Prenant la parole, Barack Obama lui a répondu : « On parle trop de guerre. Au cours des dernières semaines, de telles discussions n'ont servi que le régime iranien, en faisant grimper le prix du pétrole, dont il dépend pour financer son programme nucléaire. […] Je crois fermement qu'il y a encore la place pour la diplomatie, accompagnée d'une certaine pression, pour résoudre cette crise. […] Mais, comme je l'ai déjà dit très clairement au cours de mon mandat, je n'hésiterai pas à utiliser la force pour protéger les Etats-Unis et leurs intérêts » Le président américain a répété qu’il fera « tout ce qui est nécessaire pour préserver l'avantage militaire israélien, parce qu'Israël doit toujours avoir la possibilité de se défendre seul contre toute menace ».

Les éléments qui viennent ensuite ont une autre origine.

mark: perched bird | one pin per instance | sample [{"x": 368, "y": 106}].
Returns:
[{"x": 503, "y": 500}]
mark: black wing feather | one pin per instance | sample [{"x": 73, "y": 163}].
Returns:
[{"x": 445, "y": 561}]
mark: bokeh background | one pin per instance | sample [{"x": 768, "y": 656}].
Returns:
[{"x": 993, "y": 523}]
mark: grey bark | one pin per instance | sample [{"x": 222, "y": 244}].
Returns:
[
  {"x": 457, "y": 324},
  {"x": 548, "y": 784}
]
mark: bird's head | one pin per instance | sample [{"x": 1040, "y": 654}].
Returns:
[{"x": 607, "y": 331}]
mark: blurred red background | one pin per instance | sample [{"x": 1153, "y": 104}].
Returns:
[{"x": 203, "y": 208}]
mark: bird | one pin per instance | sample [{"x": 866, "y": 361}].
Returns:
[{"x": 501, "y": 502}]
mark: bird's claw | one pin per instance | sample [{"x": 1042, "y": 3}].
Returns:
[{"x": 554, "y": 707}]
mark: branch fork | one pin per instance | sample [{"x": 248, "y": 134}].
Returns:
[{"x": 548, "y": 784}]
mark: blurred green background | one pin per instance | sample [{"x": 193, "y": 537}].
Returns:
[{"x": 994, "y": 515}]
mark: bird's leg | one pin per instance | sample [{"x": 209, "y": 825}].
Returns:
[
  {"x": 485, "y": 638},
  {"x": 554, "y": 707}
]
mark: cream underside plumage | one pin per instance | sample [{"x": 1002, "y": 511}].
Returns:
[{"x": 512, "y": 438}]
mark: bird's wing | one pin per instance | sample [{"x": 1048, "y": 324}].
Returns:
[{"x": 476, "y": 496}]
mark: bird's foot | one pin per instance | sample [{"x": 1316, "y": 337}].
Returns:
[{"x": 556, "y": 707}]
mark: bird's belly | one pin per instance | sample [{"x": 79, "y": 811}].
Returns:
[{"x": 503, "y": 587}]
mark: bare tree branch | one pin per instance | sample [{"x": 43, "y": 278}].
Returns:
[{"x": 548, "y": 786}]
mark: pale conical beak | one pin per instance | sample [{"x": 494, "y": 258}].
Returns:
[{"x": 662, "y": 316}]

Au Canada où il était en visite officielle, Benjamin Netanyahou s’est félicité de ces prises de position. Va-t-il exiger, lors de son entretien à la Maison Blanche, un plan d’action précis contre l’Iran ? Jusqu’à présent, le Premier ministre israélien et Ehud Barak, le ministre de la Défense, ont toujours refusé de s’engager à avertir l’administration américaine de l’imminence d’une offensive israélienne en Iran.
Une telle initiative militaire parait exclue dans un avenir proche. D’abord parce qu’Obama veut laisser les sanctions internationales faire leur effet sur les dirigeants iraniens. Et puis, une nouvelle guerre au Moyen Orient serait malvenue en pleine campagne électorale aux Etats-Unis. Il demande donc à Netanyahu d’attendre… Dans l’état actuel des choses, les dirigeants israéliens n’ont pas d’autre choix vu l’impréparation de l’arrière israélien. 40% de la population d ‘Israël ne dispose pas de Kits de protection et l’usine qui produit les masques à gaz doit fermer ses portes au cours des prochaines semaines, faute de financement.
En attendant, le débat sur l’opportunité d’une guerre avec l’Iran vient d’être relancé. Vendredi dernier, trois jours avant la rencontre de Washington, le grand quotidien Yediot Aharonot a publié, sur huit pages, une interview d’Ouzi Arad peu favorable à Benjamin Netanyahu, dont il fut pendant quinze ans le principal - et fidèle- conseiller. Cet ancien analyste du Mossad devenu professeur de diplomatie et stratégie au centre universitaire de Herzliyya a été prié de quitter son poste de directeur du Conseil national de sécurité, en février 2011, après avoir été accusé d’être à l’origine d’une fuite. Il affirme avoir été victime d’une conspiration fomentée par certains hauts fonctionnaires de la présidence du conseil. Selon, Yediot Aharonot, les avocats d’Arad affirment que cette affaire de fuites n’a été qu’un prétexte pour le limoger. Le Premier ministre lui aurait retiré sa confiance pour une autre raison : l’affaire du nucléaire iranien. Arad aurait présenté diverses options à Netanyahu ainsi que les conséquences éventuelles d’une frappe sur les installations iraniennes, définissant les dégâts qu’Israël pourrait subir. Le chef du gouvernement n’aurait pas apprécié que ces analyses circulent sous forme de rapports écrits. Toujours d’après les avocats d’Arad, Netanyahu ne voulait pas que de tels documents puissent servir à une éventuelle commission d’enquête si elle devait voir le jour.
Visiblement, en s’exprimant ainsi, juste avant une rencontre cruciale à Washington, Arad a brulé tous les ponts avec son ancien patron et la présidence du conseil et, Yediot Aharonot a voulu poser la question du mode de prise de décision au sommet de l’état d’Israël avant, peut être une nouvelle guerre dans la région.